Anna Prath

Anna Prath

Die ca. 16-jährige Anna Prath (geb. 1908 bei Fürstenfeld) begibt sich Mitte der 1920er Jahre mit ihrer jüngeren Cousine in Wien auf Arbeitssuche. Die Orientierung fällt den beiden jungen Mädchen zunächst schwer.

„Am ersten Tag in Wien: Man stelle sich vor, das erste Mal in einer Großstadt. Wir kamen aus dem Staunen ja gar nicht heraus. Die Frau stieg mit uns in die Tramway und erklärte und nannte uns die Straßen, in denen wir Arbeit finden würden.

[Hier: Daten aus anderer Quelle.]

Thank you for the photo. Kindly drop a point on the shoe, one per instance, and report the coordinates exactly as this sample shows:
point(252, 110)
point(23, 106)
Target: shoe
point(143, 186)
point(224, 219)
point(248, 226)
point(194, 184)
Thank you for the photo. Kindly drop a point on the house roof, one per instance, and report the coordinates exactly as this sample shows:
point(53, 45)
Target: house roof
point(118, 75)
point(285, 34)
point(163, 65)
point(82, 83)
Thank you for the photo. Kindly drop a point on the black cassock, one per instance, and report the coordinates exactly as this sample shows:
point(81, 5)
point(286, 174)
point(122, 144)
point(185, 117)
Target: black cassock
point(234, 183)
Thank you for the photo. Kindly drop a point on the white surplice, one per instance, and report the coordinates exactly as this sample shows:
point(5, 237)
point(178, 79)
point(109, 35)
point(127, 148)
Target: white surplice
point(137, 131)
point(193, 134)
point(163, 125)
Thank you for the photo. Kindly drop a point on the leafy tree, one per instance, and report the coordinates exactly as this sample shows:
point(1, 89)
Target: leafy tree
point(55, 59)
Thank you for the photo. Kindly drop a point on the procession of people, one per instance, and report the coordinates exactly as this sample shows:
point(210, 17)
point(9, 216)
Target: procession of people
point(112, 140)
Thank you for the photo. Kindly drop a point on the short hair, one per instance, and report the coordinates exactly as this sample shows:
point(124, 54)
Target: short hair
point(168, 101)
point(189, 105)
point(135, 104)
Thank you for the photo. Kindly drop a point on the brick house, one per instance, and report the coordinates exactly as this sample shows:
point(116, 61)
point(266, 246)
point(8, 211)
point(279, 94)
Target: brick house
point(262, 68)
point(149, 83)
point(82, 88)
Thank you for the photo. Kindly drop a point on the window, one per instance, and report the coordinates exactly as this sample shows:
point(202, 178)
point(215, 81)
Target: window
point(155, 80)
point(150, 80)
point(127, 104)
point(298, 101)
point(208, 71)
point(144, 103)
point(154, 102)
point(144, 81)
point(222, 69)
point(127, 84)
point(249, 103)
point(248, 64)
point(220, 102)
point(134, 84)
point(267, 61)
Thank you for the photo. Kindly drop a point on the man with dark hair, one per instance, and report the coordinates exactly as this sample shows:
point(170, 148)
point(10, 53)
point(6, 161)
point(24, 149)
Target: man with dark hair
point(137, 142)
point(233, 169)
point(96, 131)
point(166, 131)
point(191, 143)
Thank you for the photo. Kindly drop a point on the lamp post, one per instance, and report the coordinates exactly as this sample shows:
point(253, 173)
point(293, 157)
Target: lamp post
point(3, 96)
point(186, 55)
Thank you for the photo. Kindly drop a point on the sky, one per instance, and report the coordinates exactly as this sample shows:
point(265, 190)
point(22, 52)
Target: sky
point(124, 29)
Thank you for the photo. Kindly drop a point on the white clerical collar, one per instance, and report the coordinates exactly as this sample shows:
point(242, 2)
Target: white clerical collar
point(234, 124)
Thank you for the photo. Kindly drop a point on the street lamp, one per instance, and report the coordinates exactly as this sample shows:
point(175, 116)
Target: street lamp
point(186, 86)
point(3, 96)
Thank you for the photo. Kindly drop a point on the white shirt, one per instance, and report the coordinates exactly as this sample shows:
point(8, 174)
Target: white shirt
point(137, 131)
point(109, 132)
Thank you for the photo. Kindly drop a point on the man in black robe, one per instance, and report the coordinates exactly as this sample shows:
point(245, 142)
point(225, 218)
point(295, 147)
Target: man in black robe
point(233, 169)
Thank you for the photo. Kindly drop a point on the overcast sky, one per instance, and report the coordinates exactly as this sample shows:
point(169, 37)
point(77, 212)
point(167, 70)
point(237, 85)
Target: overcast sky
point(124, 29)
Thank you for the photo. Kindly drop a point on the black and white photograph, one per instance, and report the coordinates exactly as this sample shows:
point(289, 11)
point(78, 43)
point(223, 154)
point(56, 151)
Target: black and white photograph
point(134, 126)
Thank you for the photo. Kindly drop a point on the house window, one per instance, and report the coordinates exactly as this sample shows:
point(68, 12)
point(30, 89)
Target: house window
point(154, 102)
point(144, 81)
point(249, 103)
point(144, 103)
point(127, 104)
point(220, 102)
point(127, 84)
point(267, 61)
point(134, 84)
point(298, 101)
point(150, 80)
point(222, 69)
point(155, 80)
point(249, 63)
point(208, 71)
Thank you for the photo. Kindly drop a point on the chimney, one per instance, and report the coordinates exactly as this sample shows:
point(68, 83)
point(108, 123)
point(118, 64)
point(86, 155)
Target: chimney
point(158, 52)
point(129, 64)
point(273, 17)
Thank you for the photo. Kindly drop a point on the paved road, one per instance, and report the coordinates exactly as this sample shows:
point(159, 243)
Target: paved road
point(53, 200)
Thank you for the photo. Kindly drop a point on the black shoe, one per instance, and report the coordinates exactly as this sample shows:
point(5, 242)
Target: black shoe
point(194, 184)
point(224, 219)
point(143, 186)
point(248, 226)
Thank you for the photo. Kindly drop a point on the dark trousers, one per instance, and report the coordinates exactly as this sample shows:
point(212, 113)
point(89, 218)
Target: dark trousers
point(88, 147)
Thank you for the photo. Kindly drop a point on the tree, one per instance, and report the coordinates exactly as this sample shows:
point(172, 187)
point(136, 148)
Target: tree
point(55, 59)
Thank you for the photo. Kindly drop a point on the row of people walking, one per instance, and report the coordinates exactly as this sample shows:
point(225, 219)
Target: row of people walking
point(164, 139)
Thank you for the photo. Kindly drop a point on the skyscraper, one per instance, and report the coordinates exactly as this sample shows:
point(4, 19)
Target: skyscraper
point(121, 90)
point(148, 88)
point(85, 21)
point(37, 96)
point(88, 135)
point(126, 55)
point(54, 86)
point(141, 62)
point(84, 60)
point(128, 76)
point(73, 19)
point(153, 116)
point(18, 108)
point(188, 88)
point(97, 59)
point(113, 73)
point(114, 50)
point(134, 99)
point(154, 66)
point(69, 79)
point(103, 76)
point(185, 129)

Dann sagte sie: ‚Hier ist das Arbeitsamt, wo ihr euch morgen melden müsst‘.

Im nächsten Moment war die Tramway schon wieder woanders. Wir kannten uns ja überhaupt nicht aus. Unser Glück war, dass Deutsch gesprochen wurde.

Nun sagte sie: ‚Morgen müsst ihr euch allein zurecht finden. Fragt nur die Polizeimänner, die werden euch helfen‘.

Wir gingen nun in Gottes Namen los. Die Straßen bzw. Gassen, die sie uns genannt hatte, fanden wir nur mit Hilfe der Polizisten. […] So gingen wir von einer Vermittlungsstelle zur nächsten und nirgendwo gab es für uns Arbeit. Das Geld ging zur Neige und Arbeit fanden wir auch keine.“

— aus: Rosemarie Feistritzer (Hg.), Freud‘ und Leid an Lafnitz und Feistritz.
Die Lebensgeschichte der Anna Prath, geb. Hartl, Gösing am Wagram 2008, S. 63.

Die beiden Mädchen aus der Steiermark sprechen Dialekt, was in der Großstadt mit Geringschätzung bedacht wird.

„Wenn wir am Abend zu unserer Quartierfrau kamen, war eine der ersten Fragen: ‚Na – habt ihr schon Arbeit gefunden?‘

Als wir wieder nein sagten, sagte sie spitz: ‚Na ja, ihr seid halt vom Land, versteht nichts, könnt nicht einmal richtig reden.‘

Wir waren todunglücklich, denn  sie hatte uns und unseren Angehörigen vorgeschwärmt, dass es in Wien Arbeit genug gäbe und sie uns in allem behilflich sein werde.“

— aus: Rosemarie Feistritzer (Hg.), Freud‘ und Leid an Lafnitz und Feistritz.
Die Lebensgeschichte der Anna Prath, geb. Hartl, Gösing am Wagram 2008, S. 63.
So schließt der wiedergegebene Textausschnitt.